In 2000, APA reorganized in an effort to insure compliance with IRS regulations. APA retained its 501(c)(3) status but established the Practice Directorate as a 501(c)(6) organization with greater flexibility to lobby and provide advocacy services for practitioners.

There was one note of humor in chronicling APA’s operations. At one point, the APA inadvertently gave out the wrong phone number for CE credits. Unsuspecting CE seekers who called the number were connected instead to a sex hotline.


Many issues relating to licensing in the first decade of the newspaper’s existence continued to arise periodically in the second decade, including efforts to protect the doctoral standard for licensing as a psychologist and the concern of many psychologists that licensing boards regularly deny due process to psychologists accused of ethical infractions.

The North American Association of Masters in Psychology (NAMP) made a concerted but largely ineffective effort to gain the right for those with masters training in psychology to practice independently while the APA Council voted overwhelmingly that the doctoral level should continue as the entry level for the practice of psychology.

The doctoral requirement remained the predominant model, but there were exceptions, including West Virginia and Vermont, which licensed masters-level practitioners as psychologists, and Kentucky which passed a law enabling those with master’s degrees to practice independently using the title “licensed psychological practitioner.”

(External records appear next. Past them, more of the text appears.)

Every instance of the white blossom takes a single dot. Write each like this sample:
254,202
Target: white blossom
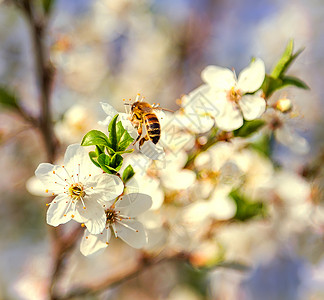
81,189
120,218
225,97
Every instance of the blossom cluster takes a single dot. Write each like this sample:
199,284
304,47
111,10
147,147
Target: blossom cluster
207,170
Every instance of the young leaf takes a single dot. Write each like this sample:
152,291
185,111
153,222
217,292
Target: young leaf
119,139
128,173
104,162
249,127
271,84
8,99
291,80
95,137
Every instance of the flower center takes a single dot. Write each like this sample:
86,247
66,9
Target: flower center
234,95
76,191
111,216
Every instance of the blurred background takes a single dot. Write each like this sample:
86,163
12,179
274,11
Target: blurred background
107,50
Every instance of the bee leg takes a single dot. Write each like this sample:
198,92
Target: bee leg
139,131
143,140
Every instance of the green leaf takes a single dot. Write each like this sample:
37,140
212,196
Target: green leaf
246,209
109,164
94,158
285,61
128,173
119,139
291,80
116,162
95,137
8,99
47,5
249,127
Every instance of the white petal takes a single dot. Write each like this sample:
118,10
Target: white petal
230,118
124,118
93,214
91,243
57,212
104,187
132,205
251,78
78,163
109,110
252,106
218,78
36,187
132,232
291,139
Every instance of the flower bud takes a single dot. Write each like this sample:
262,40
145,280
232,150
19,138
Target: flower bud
284,105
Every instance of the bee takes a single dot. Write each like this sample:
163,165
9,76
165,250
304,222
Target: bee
143,113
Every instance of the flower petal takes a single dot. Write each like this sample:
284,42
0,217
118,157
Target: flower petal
292,140
218,78
230,117
171,180
93,214
104,187
131,232
91,243
252,106
251,78
58,212
132,205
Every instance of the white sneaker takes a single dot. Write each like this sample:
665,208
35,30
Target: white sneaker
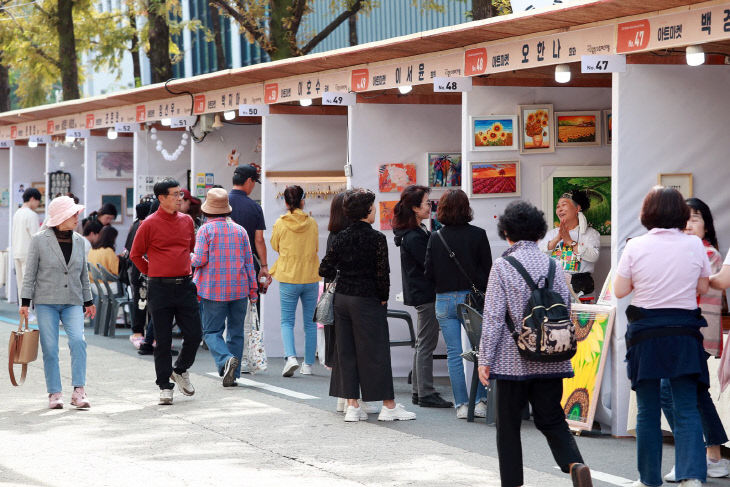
290,366
718,469
398,413
353,415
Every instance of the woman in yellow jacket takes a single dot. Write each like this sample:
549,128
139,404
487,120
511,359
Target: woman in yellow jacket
295,238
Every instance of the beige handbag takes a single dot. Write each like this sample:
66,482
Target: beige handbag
23,349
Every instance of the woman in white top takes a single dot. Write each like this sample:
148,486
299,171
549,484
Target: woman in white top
574,244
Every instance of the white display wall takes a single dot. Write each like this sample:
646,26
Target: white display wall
295,143
668,119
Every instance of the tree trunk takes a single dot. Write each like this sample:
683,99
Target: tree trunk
159,53
220,54
68,62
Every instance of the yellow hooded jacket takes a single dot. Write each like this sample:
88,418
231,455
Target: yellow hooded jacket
296,238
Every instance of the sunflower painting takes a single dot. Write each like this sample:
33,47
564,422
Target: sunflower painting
593,325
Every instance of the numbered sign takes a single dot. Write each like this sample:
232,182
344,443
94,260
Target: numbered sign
455,84
125,127
253,110
78,133
338,98
603,64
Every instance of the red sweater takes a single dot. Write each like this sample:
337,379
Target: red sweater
167,240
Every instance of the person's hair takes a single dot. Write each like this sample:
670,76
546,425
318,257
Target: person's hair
403,214
357,203
92,226
521,221
31,193
454,208
161,188
293,196
664,208
704,210
338,219
107,238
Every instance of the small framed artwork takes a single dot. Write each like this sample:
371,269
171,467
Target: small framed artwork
607,127
578,128
114,165
444,170
494,132
393,178
682,182
492,179
537,133
116,200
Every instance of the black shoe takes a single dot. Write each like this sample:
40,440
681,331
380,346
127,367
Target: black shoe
434,401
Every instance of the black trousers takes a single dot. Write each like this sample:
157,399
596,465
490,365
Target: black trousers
544,395
168,301
363,350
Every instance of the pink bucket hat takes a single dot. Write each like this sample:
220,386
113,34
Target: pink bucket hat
61,209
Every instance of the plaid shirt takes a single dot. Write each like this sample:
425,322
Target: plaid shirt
223,262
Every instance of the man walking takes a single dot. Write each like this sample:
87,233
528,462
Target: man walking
167,238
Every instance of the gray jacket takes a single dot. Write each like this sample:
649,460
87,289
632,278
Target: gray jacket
48,279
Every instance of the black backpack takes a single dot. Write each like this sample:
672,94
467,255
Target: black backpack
547,333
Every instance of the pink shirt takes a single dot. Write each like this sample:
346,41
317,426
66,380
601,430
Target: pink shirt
664,266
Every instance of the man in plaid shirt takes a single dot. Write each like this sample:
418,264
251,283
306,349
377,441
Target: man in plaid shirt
225,277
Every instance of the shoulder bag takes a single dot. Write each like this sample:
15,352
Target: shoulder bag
475,298
22,350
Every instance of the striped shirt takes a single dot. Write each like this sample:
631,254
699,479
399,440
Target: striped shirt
223,262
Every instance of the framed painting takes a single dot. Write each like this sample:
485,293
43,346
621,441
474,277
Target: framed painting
577,129
444,170
386,214
595,180
393,178
114,165
494,132
593,327
116,200
494,179
537,129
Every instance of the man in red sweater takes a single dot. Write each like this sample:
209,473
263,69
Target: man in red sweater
166,238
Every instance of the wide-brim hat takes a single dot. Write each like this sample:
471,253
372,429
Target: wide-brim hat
61,209
216,202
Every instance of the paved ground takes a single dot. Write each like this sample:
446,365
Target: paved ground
270,431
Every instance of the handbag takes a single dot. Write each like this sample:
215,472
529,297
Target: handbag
22,350
475,298
255,352
324,312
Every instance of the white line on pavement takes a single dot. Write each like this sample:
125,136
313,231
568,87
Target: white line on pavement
270,388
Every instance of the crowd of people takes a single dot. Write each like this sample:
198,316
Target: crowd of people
201,266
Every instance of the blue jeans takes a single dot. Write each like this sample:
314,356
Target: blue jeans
689,450
72,317
289,296
451,330
214,314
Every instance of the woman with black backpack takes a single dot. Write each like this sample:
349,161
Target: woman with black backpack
521,376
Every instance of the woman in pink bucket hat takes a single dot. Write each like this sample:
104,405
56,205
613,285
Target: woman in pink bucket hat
57,283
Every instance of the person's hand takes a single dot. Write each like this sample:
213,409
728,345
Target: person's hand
484,375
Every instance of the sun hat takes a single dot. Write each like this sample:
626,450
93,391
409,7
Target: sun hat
216,203
61,209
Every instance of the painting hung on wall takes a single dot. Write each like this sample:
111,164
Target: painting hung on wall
495,132
593,325
114,165
386,214
578,128
444,170
596,181
116,200
490,179
537,129
394,178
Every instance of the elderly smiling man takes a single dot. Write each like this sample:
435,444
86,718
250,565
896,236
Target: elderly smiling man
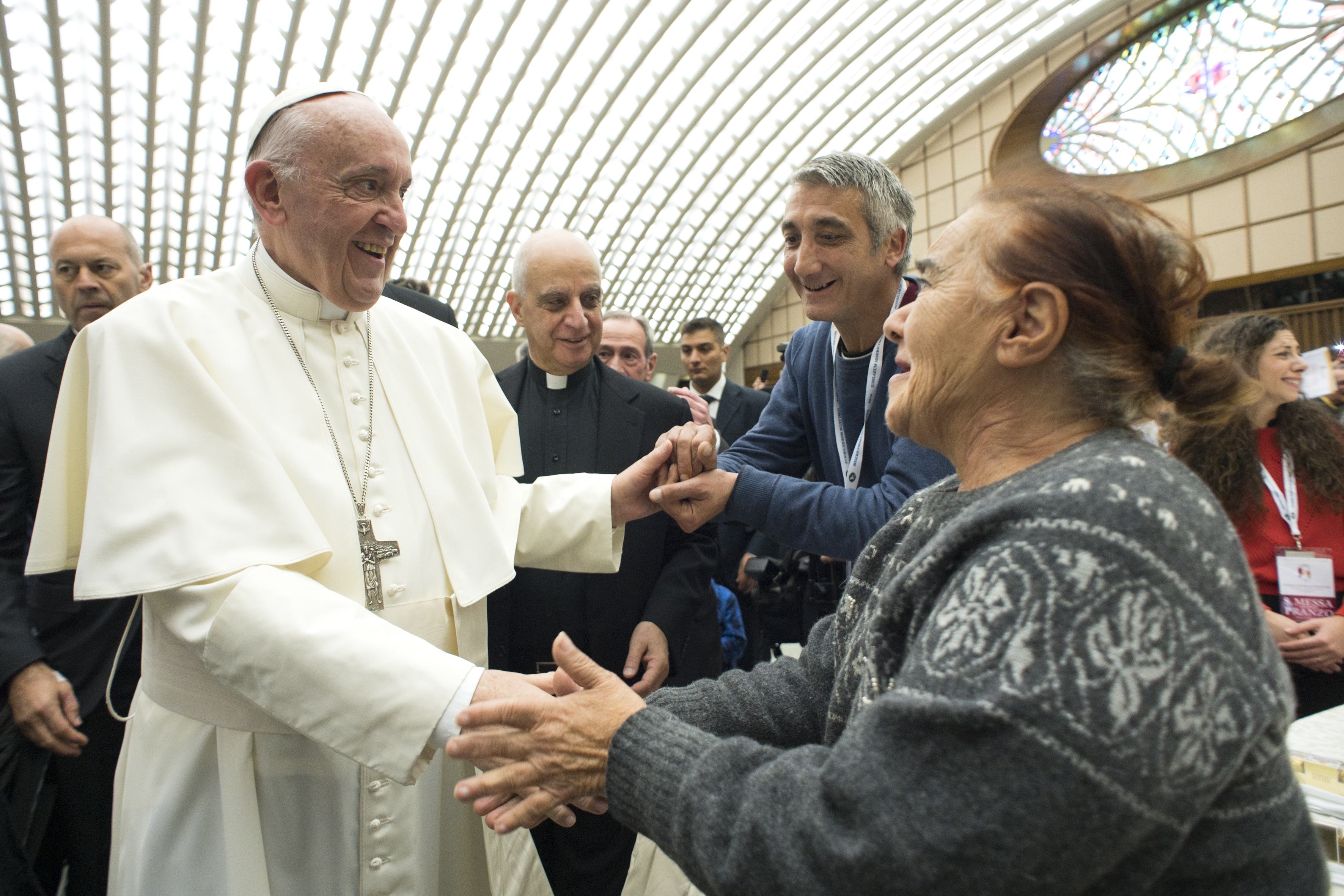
314,495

The issue of whether licensing boards were unfairly punitive in hearing complaints against psychologists continued to relate back to the ultimate role of the boards, which is generally viewed as weighted toward protecting consumers rather than grooming professionalism among practitioners. One offshoot has been an expansion in the availability of insurance to cover expenses incurred in board proceedings under malpractice insurance contracts.

Hospital privileges

CAPP v. Rank, was the lead story in the inaugural issue of The National Psychologist and was viewed as a landmark decision in which the California Supreme Court ruled in favor of psychologists wishing to provide inpatient services.

It was believed that ruling would end hospital discrimination against psychologists, and hospital privileges for psychologists were subsequently established by law in Louisiana. In 1993, a new psychiatric hospital in Georgia granted full privileges to psychologists.

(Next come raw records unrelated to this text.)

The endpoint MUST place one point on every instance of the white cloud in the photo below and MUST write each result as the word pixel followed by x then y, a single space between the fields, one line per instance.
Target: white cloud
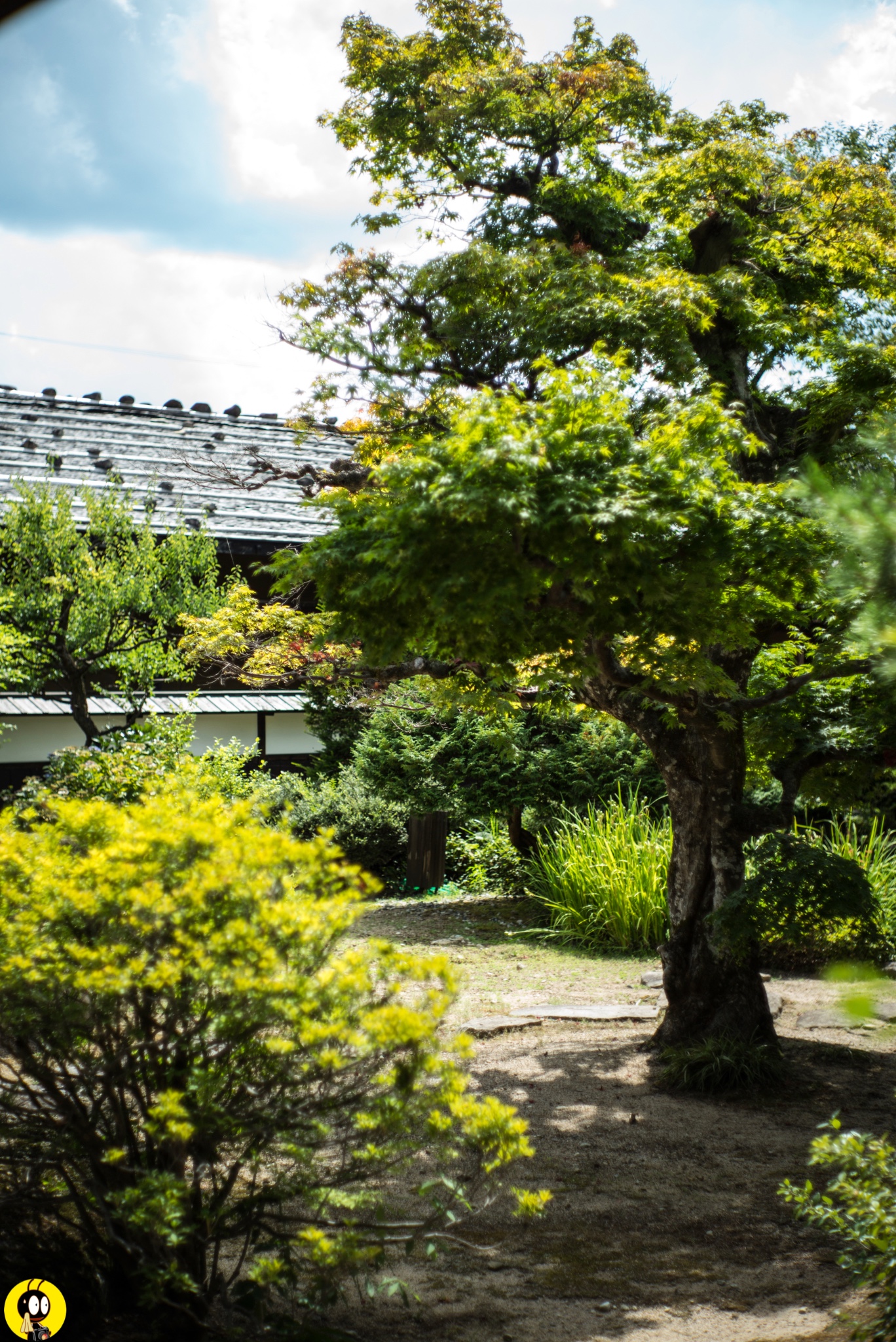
pixel 860 82
pixel 110 290
pixel 272 67
pixel 65 130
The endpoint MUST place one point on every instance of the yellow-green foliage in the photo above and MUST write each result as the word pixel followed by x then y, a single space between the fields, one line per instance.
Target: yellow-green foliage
pixel 603 875
pixel 198 1066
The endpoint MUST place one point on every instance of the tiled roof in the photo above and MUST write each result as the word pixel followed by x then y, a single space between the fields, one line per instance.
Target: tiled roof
pixel 171 457
pixel 239 701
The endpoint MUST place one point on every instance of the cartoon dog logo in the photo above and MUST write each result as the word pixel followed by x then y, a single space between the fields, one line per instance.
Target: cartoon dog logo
pixel 35 1310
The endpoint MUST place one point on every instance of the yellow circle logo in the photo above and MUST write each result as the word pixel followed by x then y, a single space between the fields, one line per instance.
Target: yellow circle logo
pixel 35 1303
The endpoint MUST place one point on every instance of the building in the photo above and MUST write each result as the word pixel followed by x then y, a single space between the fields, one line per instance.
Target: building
pixel 177 465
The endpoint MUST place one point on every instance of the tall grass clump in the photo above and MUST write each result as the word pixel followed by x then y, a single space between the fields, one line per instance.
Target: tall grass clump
pixel 603 875
pixel 875 851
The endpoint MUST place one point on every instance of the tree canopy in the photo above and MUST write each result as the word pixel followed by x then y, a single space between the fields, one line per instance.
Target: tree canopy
pixel 706 252
pixel 588 413
pixel 97 604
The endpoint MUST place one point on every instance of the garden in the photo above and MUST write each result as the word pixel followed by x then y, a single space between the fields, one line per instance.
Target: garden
pixel 607 587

But the advent of managed care reduced inpatient utilization and many MCOs eliminated reimbursement for inpatient psychotherapy and assessment. The current health care reform is still being shaped, making it difficult to assess whether it will change matters in that area, but the emphasis on cost containment seems to make it unlikely.

In short, psychological practice expanded in many areas but psychiatric hospitals have not shown a major gain for psychologists.